OSU Athletic Director Chad Weiberg, who lost his brother, Jared, in the crash, has witnessed Jones’ heart and philosophy firsthand.

leon jones on bike patrol

“The thing about Leon is that it’s never about him. It’s about the people of OSU and what he can do to help them,” Weiberg said. “For me, it goes back to the time of the plane crash. Leon was there for all of us and made sure we knew that he would always be there for us. After I left OSU and would come back to games, Leon was always there with that big smile, waiting to say hello and give me a big ‘welcome home’ hug. I don’t think he knows how much that meant to me every time.

“Since I’ve been back, Leon has continued to be there to help me, our coaches and our student-athletes in every way that he can. I was so happy for him when he became Chief Jones. He earned it and deserved it. We’re fortunate to have him at OSU, and I’m blessed to be able to call him a friend.”

Appreciating the Opportunity

The color of those double doors hasn’t changed, but Jones’ hair has started to match it. The kid from New Boston who couldn’t stand school has spent half his life on a college campus.
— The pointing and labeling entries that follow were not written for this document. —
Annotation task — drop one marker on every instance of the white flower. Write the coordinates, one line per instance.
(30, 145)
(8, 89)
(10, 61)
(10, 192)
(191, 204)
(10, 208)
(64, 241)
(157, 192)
“Every day I walk through those doors, it’s a new day. It’s a new adventure. Some days I walk in knowing I’m the police chief at the OSU Police Department and I get a little overwhelmed,” he said. “I actually did this. I’m actually the chief. I love my job and what I get to do. It’s a privilege.”

Jones is quick to credit all those who helped him along the way, as well as the institution that gave him his start and now calls him “chief.”

“Oklahoma State has invested as much in me as I have in the Cowboy family. Everything about Oklahoma State University, I feel like I was born for,” he said. “I didn’t know who I was until I got here.”